Proven bedtime solutions for parents of preschool and elementary-aged children -- from a Yale doctor
While there are plenty of resources available on establishing healthy sleeping patterns for infants and babies, there's hardly any guidance for handling preschoolers and elementary school kids who are still fighting sleep. Become Your Child's Sleep Coach, focusing on this older demographic of children, meets that need, providing parents with straightforward advice: first, an awareness of the two biggest mistakes that parents make (staying with children until they fall asleep and allowing too many callbacks and curtain calls), followed by a five-step program:
Step 1: Prepare your child's room for success Step 2: Design your child's bedtime routine Step 3: Plan your exit after the bedtime routine is over Step 4: Manage callbacks and curtain calls Step 5: Manage night and early morning wakings
In addition to her extremely successful five-step program, Dr. Schneeberg addresses several common questions and concerns parents may have about their child's sleep -- how many hours they really need, deciding what the ideal bedtime for their child is, deciding on managing the transition from a crib to a toddler bed, using a white noise machine, handling sleep during potty training, the use of melatonin and sleep aids, dealing with night terrors and other sleep issues, and beyond. Become Your Child's Sleep Coach is every parent's guide to better sleep for children and the whole family!

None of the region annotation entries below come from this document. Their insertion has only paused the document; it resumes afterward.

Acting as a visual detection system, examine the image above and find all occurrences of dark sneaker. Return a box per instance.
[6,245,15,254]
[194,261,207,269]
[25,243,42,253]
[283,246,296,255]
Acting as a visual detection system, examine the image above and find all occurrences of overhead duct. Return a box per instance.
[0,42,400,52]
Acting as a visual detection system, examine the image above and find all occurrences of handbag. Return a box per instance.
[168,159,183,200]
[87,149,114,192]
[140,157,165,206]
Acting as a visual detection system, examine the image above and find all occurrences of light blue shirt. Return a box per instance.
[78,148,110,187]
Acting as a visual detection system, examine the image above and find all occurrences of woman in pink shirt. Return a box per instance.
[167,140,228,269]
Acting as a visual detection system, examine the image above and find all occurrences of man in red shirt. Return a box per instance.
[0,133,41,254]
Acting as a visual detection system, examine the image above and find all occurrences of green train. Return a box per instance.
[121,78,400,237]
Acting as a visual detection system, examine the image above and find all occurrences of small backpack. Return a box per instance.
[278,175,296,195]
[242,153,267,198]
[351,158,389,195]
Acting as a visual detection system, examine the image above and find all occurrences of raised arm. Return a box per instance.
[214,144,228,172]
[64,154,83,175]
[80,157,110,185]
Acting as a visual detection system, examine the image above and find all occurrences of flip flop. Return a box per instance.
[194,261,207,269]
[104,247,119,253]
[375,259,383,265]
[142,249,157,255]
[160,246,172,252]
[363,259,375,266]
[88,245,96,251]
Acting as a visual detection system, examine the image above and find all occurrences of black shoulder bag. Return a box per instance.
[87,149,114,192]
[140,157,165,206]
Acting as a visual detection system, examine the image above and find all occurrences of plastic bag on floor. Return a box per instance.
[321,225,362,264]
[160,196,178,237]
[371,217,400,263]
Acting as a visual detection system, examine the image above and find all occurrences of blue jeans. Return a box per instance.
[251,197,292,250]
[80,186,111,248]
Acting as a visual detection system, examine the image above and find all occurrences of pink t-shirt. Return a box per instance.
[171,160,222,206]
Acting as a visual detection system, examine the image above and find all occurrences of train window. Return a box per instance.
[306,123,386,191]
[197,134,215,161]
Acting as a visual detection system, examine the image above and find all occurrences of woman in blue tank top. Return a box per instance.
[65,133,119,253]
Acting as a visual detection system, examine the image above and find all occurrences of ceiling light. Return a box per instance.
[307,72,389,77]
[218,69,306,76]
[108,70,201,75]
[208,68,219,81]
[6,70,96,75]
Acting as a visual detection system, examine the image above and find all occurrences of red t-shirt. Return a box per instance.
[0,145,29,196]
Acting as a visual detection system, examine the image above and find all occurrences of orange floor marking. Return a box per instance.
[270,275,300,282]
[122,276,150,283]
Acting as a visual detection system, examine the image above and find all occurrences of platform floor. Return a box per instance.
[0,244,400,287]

My daughter will be 3 real soon but she's always been advanced so I wanted to pick up a book meant for slightly older children. I'm desperate but I don't want to pay for a sleep coach so I'm going this route first. There are a LOT of helpful things in here and I can't wait to start our process. She goes to bed decent but we've gotten into some bad habits that make the nights really hard. For example the last 2 nights she has woken me up 6 times to take her back to bed and hold her until she falls asleep. That's one of the bad habits to break. Holding her until she falls asleep.
I'll make an update with results to let you know how the advice holds up. :)
This book is worth the read if you are having issues at bedtime. It’s easy to read so you can get thought it pretty quick. I wanted to read it because our child takes forever to get to bed at night, but the book offers examples for ALL sleep problems. The strategies are not revolutionary but helpful. It stresses the importance of being firm on boundaries at bedtime and simple routines or solutions. It’s all easier said than done and requires commitment on the parent side. I definitely use some of the tips I read in this book. Overall - I would recommend.
I wish I could give this book more than 5 stars! Sleep has been ROUGH in our house. This book is so easy to follow and encourages the guilty parent. We have been “sleep training” for 2 weeks now and our kids have slept multiple nights in a row ALL through the night. To say we needed this sleep is an understatement! My husband and I are finally feeling like we can catch up on sleep or rather get normal sleep to begin with. I HIGHLY recommend this book.
Our 3yo has discovered that she can open her bedroom door after we've put her to bed, and that has led to some sleep problems for her (and consequently, us). This was a quick, helpful guide to getting your child to sleep independently. A lot of what she suggests in this book we were already doing, but there were a few tips that we hadn't tried yet.
Starting to put some of these suggestions into practice this week. Somethings, like the bedtime tickets, aren't a system we want to use in our home, so we will just leave that out. I do think that's a great idea for kids who constantly ask for things but my son doesn't do that.
As an SLP, I will be recommending this book to many of my families who struggle to have consistent and quality sleep. Great coaching approach with realistic examples.
I wish I'd read this when my own kiddos were young! Great surprising strategies for bedtime routines, helping kids get used to falling asleep in their own room, and gradually doing so on their own.
Enticing title but mostly common sense, with a few good tips here and there, and lots of anecdotes, which will surely be useful to some, but felt that this could have been compressed into a much shorter article (or series of), rather than a book.
When your toddler or preschooler struggle to get to sleep, open this book and follow this 5 step guide. Consistency and follow through are vital. The method is simple and straight forward. Read this book and consider this method to make a nighttime routine work.